Risk-Adjusted Performance

4 of 100

 
Weak
 
Strong
Insignificant
Compared to the overall equity markets, risk-adjusted returns on investments in Lithia Motors are ranked lower than 4 (%) of all global equities and portfolios over the last 90 days. In spite of rather sound basic indicators, Lithia Motors is not utilizing all of its potentials. The recent stock price tumult, may contribute to shorter-term losses for the shareholders.
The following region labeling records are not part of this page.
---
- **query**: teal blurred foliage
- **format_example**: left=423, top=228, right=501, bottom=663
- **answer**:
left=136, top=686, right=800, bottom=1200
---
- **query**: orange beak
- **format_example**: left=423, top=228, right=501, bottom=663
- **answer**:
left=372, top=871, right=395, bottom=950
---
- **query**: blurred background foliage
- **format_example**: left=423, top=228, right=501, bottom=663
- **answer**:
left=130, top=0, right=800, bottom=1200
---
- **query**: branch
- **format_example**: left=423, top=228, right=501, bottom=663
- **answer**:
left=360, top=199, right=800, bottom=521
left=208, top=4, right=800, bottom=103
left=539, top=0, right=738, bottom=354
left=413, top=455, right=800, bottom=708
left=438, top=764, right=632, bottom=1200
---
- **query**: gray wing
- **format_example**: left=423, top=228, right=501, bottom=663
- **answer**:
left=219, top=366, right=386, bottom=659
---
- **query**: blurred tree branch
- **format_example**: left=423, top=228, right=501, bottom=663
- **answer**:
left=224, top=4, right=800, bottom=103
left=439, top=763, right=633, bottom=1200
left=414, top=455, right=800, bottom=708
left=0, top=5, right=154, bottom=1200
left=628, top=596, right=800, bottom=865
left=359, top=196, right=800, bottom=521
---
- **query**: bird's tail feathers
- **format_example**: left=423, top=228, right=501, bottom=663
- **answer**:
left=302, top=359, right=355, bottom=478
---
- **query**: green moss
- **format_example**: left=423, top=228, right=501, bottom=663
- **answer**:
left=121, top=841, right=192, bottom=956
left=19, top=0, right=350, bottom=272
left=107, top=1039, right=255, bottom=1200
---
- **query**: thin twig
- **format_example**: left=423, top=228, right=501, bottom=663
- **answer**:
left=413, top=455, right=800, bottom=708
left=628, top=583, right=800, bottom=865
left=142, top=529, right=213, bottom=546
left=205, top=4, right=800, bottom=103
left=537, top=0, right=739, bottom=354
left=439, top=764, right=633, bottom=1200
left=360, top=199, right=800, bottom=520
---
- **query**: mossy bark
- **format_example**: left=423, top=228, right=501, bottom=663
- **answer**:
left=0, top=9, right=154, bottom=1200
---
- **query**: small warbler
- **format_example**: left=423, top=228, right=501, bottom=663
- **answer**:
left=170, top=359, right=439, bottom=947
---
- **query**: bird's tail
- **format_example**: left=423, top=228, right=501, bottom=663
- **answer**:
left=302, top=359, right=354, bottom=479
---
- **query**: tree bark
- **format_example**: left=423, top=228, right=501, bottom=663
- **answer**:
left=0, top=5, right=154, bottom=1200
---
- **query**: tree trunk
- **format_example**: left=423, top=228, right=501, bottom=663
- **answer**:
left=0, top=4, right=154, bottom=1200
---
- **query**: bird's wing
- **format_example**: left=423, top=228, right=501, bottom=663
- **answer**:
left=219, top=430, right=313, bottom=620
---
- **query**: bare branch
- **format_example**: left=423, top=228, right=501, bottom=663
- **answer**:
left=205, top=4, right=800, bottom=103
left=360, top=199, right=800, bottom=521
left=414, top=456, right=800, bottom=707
Titan Machinery and Lithia Motors Volatility Contrast

   Predicted Return Density   
       Returns  

Pair Trading with Titan Machinery and Lithia Motors

The main advantage of trading using opposite Titan Machinery and Lithia Motors positions is that it hedges away some unsystematic risk. Because of two separate transactions, even if Titan Machinery position performs unexpectedly, Lithia Motors can make up some of the losses. Pair trading also minimizes risk from directional movements in the market. For example, if an entire industry or sector drops because of unexpected headlines, the short position in Lithia Motors will offset losses from the drop in Lithia Motors' long position.
The idea behind Titan Machinery and Lithia Motors pairs trading is to make the combined position market-neutral, meaning the overall market's direction will not affect its win or loss (or potential downside or upside). This can be achieved by designing a pairs trade with two highly correlated stocks or equities that operate in a similar space or sector, making it possible to obtain profits through simple and relatively low-risk investment.
Check out your portfolio center.
Note that this page's information should be used as a complementary analysis to find the right mix of equity instruments to add to your existing portfolios or create a brand new portfolio. You can also try the Portfolio Rebalancing module to analyze risk-adjusted returns against different time horizons to find asset-allocation targets.